- Book, Oxford Companion to Ships and the Sea
- History - general
- RAN Ships
- None noted.
- June 1996 edition of the Naval Historical Review (all rights reserved)
As a result of the talk on Friday 1 March by the Honourable Kenneth Carruthers Q.C., who was formerly Judge in Admiralty on the Supreme Court of New South Wales, some of our members may welcome guidance as to the nature of an Admiralty Court. The following information was taken from the Oxford Companion to Ships and the Sea.
The High Court of Admiralty was a particularly British institution, dealing with maritime causes, such as piracy and prize, which provided the Lord High Admiral, one of the great officers of state, with the majority of his income. According to the Black Book of the Admiralty, this court of jurisdiction was founded in the reign of Edward I (1272-1307), but a more probable date is during the reign of Edward III (1336-60). It was regulated by statutes passed in 1391 and 1392, and its jurisdiction founded on the laws of Oleron. At first separate admirals’ were appointed for the north, south, and west, each responsible for maritime law in their areas, but they were merged into a single high court in the early years of the 15th century. This court was empowered to try all cases arising from prize, and of crimes committed on board ships at sea or ‘being and hovering in the main stream of great rivers only beneath ( below) the bridges of the same rivers nigh to the sea’.

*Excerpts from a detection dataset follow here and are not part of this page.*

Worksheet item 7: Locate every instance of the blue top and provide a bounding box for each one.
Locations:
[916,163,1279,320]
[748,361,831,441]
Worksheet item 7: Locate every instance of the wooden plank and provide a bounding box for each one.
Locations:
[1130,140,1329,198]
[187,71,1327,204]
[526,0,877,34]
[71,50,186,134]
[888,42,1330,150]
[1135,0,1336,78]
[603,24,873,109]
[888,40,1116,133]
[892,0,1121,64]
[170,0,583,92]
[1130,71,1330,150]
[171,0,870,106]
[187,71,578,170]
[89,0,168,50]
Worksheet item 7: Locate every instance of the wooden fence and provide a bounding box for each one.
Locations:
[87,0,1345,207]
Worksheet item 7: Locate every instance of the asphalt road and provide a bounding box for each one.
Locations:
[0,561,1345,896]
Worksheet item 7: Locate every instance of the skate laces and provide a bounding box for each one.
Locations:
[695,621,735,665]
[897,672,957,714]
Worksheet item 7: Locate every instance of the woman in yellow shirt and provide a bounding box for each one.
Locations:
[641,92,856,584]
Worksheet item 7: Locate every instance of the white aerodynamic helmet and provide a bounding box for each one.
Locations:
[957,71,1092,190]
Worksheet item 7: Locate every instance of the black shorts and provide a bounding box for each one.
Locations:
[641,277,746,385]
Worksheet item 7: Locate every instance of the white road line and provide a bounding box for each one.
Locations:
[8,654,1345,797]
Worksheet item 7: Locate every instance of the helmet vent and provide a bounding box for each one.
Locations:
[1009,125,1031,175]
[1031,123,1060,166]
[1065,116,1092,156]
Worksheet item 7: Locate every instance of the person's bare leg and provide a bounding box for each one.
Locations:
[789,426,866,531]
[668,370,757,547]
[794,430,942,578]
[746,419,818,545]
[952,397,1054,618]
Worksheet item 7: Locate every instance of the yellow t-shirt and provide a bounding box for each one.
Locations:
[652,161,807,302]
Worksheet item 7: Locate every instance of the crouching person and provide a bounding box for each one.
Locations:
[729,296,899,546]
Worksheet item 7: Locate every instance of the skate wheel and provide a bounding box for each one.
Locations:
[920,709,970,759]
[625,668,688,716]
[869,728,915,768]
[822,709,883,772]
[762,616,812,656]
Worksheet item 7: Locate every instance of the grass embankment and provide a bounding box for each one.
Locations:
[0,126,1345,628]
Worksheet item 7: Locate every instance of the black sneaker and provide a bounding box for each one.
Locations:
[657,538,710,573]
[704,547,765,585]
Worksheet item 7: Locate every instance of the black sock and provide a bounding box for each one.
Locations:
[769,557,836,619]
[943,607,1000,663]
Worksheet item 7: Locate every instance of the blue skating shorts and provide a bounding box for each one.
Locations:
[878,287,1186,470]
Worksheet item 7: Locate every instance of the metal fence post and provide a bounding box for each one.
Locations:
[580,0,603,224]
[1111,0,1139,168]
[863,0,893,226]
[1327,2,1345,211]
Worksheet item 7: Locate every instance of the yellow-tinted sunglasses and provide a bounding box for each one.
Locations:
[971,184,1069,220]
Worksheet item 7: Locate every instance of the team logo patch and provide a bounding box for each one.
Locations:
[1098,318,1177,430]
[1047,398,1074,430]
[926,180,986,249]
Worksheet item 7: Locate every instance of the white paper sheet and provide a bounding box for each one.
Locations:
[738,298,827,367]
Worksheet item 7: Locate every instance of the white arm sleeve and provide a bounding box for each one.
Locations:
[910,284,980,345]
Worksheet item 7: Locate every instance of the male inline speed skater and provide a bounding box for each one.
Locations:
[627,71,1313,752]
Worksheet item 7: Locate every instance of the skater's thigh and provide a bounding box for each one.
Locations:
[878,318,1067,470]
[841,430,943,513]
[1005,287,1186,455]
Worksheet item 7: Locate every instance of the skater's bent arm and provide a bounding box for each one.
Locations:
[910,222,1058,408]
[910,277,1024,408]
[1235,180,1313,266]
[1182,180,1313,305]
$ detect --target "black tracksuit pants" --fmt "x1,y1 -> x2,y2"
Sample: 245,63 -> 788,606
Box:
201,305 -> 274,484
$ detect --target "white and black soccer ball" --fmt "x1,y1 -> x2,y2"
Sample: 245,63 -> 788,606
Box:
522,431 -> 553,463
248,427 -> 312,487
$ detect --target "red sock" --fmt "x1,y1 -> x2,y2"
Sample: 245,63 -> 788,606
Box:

The judge of the High Court of Admiralty was appointed by Letters Patent under the Crown, and the Patent was usually all embracing to cover anything that could possibly happen at sea. The Patent of the last judge, appointed in 1867, gave him the power to take cognizance of ‘all causes civil and maritime, also all contracts, complaints, offences or suspected offences, crimes, pleas, debts, exchanges, accounts, policies of assurance, loading of ships, and all other matters and contracts which relate to freight due for the use of ships, transportation, money or “bottomry … to arrest … all ships, persons, things, goods, wares, and merchandise, to enquire by the oaths of honest and lawful men of all things which ought to be enquired after, and mulct, arrest, punish, chastise, and reform ….’ He also had jurisdiction to ‘reform nets too straight and other unlawful engines and instruments whatsoever for the catching of fishes’.
But the great work of the Admiralty Court, particularly during the 18th and first part of the 19th centuries, was in the condemnation of prize. Admiralty court practice in respect of prize was universally recognised, and to deal with the immense volume of such cases which came before it, and many from foreign stations, vice-admiralty courts were set up to sit in certain colonial centres. The volume of such cases during years of hostilities often ran into 1,000 a year, and in some years more than 2,000 were brought before the Court.
In 1875, by the operation of the Judicature Acts of 1873 and 1875, the High Court of Admiralty was merged with the other High Courts of England into the High Court of Justice, thus finally severing the connection of the High Court of Admiralty with the office of Lord High Admiral. The badge of the Admiralty Court was a silver oar, in the shape of a mace, which was carried in procession and laid on the table in court in front of the judge whenever a case was heard; it is now the badge of the office of the Admiralty Marshal, who is an officer of the Court, though still placed before the President of the Probate, Divorce and Admiralty Division of the High Court when he sits on a maritime cause.
In the USA the source of admiralty jurisdiction is Article 3, para. 2, of the US Constitution, and in addition to the high seas, embraces the Great Lakes and navigable rivers. When it was a British colony, vice-admiralty courts exercised maritime jurisdiction on a local basis, but after the Declaration of Independence, such local jurisdiction was transferred to the federal government. The extent of admiralty jurisdiction exercised by the USA has been defined as ‘that defined by the Statutes of Richard II, under the construction given to them by contemporary or immediately subsequent courts of admiralty’. Thus the US admiralty jurisdiction embraces all maritime contracts, torts, injuries, or offences.
In France, admiralty jurisdiction is exercised by the civil courts and based on the Code Napoleon, although there are some special commercial tribunals which deal particularly with shipping matters. Spain. Portugal, Belgium, Italy and Greece have also adopted codes based on the Code Napoleon in which admiralty jurisdiction is exercised by the civil courts. Germany also has no admiralty court as such, but commercial courts have power to give judgement in appropriate shipping causes. In Holland, maritime cases are tried by the ordinary civil tribunals.
The Scandinavian nations (Sweden in 1891, Denmark in 1892, and Norway in 1893) adopted a maritime code which, although intended to apply equally in each nation, differs slightly in each. Maritime causes in Norway come before permanent maritime courts set up in the larger towns; in Denmark and Sweden they come before local courts set up temporarily when required. In each nation appeals from the lower courts lie to the supreme court.